Bereits im Rahmen unserer Veröffentlichung vom 09.04.2021 hatten wir die umstrittene Frage thematisiert, ob in Fällen konjunkturbedingter Kurzarbeit infolge der Corona-Krise eine Kürzung des Urlaubsanspruchs möglich ist und haben insoweit die Urteile des Europäischen Gerichtshofs aus dem Jahr 2012 (EuGH v. 08.12.2012, Az.

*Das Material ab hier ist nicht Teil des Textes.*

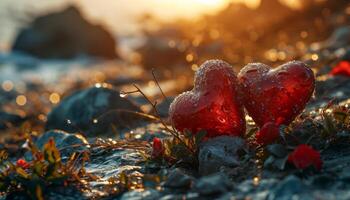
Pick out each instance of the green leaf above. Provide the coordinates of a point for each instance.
(280, 163)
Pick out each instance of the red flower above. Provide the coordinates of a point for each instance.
(22, 163)
(157, 148)
(268, 134)
(342, 68)
(304, 156)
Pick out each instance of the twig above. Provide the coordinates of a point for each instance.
(172, 132)
(156, 80)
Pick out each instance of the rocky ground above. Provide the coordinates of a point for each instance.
(111, 133)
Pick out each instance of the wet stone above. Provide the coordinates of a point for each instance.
(219, 152)
(213, 184)
(94, 111)
(290, 187)
(148, 194)
(178, 179)
(67, 143)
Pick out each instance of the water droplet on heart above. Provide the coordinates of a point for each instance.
(123, 94)
(221, 119)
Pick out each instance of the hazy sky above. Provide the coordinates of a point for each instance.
(119, 15)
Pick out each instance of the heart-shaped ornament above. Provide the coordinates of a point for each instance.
(212, 105)
(276, 95)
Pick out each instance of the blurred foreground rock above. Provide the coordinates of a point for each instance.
(219, 152)
(65, 34)
(67, 143)
(94, 111)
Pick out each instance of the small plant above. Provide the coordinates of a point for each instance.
(45, 170)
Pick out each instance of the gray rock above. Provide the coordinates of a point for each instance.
(148, 194)
(94, 111)
(219, 152)
(65, 34)
(67, 143)
(178, 179)
(213, 184)
(290, 188)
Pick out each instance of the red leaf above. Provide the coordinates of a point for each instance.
(305, 156)
(22, 163)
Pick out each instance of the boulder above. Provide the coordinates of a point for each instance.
(67, 143)
(94, 111)
(65, 34)
(219, 152)
(213, 185)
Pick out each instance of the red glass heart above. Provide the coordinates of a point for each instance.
(212, 104)
(276, 95)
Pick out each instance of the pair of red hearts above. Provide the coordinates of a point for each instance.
(216, 102)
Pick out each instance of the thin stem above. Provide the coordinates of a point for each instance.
(173, 133)
(161, 91)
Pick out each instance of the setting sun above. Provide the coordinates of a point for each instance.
(210, 2)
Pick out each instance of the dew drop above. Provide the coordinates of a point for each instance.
(123, 94)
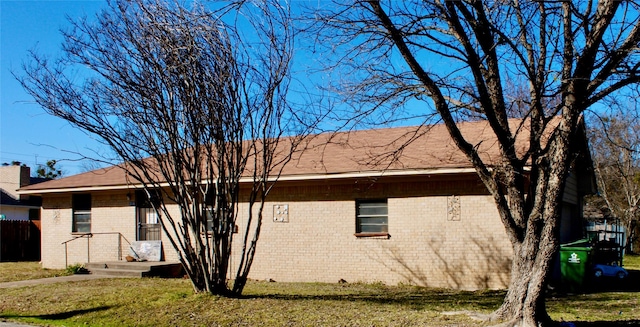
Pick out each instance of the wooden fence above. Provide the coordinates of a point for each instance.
(19, 240)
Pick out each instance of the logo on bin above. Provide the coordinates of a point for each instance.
(574, 258)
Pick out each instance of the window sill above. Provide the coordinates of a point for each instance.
(82, 234)
(374, 235)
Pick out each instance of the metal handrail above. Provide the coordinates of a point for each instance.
(88, 236)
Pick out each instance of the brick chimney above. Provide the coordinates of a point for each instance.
(12, 178)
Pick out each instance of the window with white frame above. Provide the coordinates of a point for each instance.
(372, 217)
(81, 204)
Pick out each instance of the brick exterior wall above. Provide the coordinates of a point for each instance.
(444, 232)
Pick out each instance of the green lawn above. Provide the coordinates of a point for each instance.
(171, 302)
(13, 271)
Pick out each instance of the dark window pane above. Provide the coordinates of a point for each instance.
(372, 217)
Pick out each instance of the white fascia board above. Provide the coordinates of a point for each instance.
(367, 174)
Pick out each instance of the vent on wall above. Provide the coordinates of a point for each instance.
(281, 213)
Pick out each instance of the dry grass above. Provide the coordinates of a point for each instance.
(13, 271)
(171, 302)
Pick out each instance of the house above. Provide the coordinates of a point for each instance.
(350, 207)
(14, 206)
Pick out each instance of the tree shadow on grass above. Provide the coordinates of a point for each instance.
(622, 323)
(60, 315)
(429, 299)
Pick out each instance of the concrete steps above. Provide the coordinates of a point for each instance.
(135, 269)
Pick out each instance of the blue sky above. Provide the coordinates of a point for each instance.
(27, 133)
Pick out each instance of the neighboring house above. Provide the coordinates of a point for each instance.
(14, 206)
(351, 207)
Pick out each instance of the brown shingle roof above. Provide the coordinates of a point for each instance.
(366, 151)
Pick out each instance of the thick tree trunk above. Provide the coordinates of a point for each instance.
(524, 303)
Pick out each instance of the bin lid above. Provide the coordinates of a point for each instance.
(583, 244)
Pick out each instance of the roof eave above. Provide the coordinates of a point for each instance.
(301, 177)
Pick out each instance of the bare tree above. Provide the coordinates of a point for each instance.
(615, 143)
(49, 170)
(194, 108)
(457, 59)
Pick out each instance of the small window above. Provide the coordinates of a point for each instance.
(372, 217)
(81, 213)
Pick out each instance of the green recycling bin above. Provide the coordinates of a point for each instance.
(574, 264)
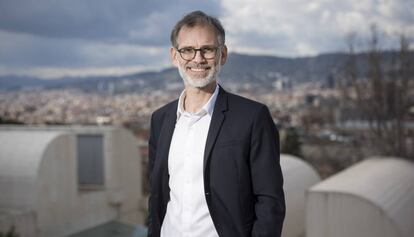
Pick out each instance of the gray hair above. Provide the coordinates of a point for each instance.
(198, 18)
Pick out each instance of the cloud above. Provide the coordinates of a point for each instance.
(107, 35)
(296, 28)
(85, 36)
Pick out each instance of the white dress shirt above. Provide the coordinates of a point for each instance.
(187, 211)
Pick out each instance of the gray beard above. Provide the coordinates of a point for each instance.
(200, 82)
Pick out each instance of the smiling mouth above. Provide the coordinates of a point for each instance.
(198, 69)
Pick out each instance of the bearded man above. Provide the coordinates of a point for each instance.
(214, 156)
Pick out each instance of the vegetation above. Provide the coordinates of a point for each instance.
(384, 95)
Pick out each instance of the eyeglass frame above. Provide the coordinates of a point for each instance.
(199, 49)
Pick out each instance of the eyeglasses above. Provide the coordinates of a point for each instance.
(189, 53)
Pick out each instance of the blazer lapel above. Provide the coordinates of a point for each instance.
(165, 137)
(215, 124)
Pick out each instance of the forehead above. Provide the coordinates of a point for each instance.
(196, 36)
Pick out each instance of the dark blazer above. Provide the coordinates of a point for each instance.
(243, 180)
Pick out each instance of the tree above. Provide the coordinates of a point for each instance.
(383, 96)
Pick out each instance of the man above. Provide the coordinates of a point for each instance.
(214, 156)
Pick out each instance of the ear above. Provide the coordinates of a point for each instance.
(174, 56)
(223, 55)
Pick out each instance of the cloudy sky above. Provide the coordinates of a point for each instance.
(54, 38)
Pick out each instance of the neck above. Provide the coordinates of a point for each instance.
(196, 98)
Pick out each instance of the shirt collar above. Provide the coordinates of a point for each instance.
(208, 107)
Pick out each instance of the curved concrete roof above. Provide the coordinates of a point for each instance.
(297, 169)
(387, 183)
(22, 151)
(298, 176)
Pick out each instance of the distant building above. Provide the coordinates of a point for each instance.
(58, 181)
(373, 198)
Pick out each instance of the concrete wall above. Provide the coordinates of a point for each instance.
(298, 176)
(52, 192)
(373, 198)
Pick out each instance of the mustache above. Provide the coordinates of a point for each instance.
(199, 66)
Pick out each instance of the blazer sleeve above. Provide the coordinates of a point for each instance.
(152, 150)
(267, 179)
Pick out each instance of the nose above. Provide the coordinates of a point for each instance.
(198, 58)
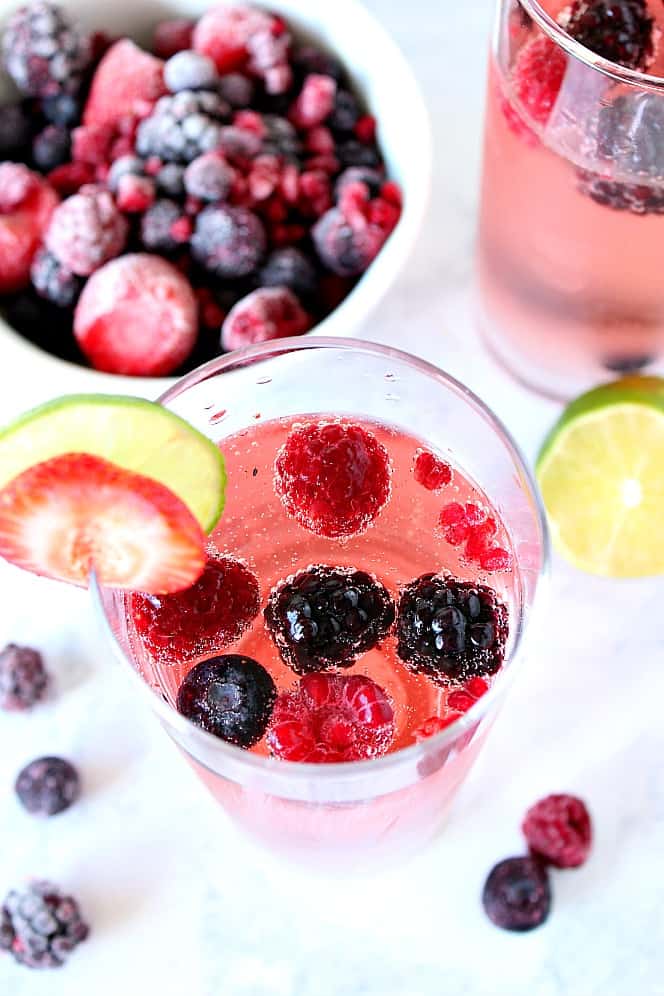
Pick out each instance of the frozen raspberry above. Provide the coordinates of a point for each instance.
(231, 697)
(23, 678)
(559, 831)
(202, 620)
(137, 316)
(449, 629)
(51, 148)
(330, 718)
(537, 77)
(127, 83)
(190, 71)
(315, 102)
(290, 268)
(228, 241)
(266, 313)
(517, 894)
(47, 786)
(40, 926)
(171, 37)
(53, 281)
(27, 203)
(44, 52)
(224, 33)
(333, 478)
(86, 231)
(327, 617)
(618, 30)
(431, 472)
(209, 177)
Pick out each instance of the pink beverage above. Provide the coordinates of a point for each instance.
(572, 197)
(395, 771)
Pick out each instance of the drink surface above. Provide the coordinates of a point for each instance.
(404, 542)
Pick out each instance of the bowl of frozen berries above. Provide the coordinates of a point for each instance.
(178, 183)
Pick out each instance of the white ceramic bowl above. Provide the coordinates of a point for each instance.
(380, 72)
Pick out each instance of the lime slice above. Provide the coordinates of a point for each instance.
(601, 471)
(134, 434)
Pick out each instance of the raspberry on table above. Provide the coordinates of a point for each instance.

C-229/11 und C-230/11) und das Urteil des Landesarbeitsgerichts Düsseldorf vom 12.03.2021
(6 Sa 824/20) erörtert.

Im Rahmen von zwei aktuellen Urteilen hatte sich nunmehr auch das Bundesarbeitsgericht mit der Frage zu beschäftigen, inwieweit sich Kurzarbeit auf die Höhe des Urlaubsanspruch des Arbeitnehmers auswirkt und insoweit im Rahmen der Revision gegen das Urteil des Landesarbeitsgerichts Düsseldorf vom 12.03.2021 entschieden, dass der vollständige Ausfall von Arbeitstagen aufgrund von Kurzarbeit (“Kurzarbeit Null”) bei der Berechnung des Jahresurlaubsanspruchs zu berücksichtigen ist.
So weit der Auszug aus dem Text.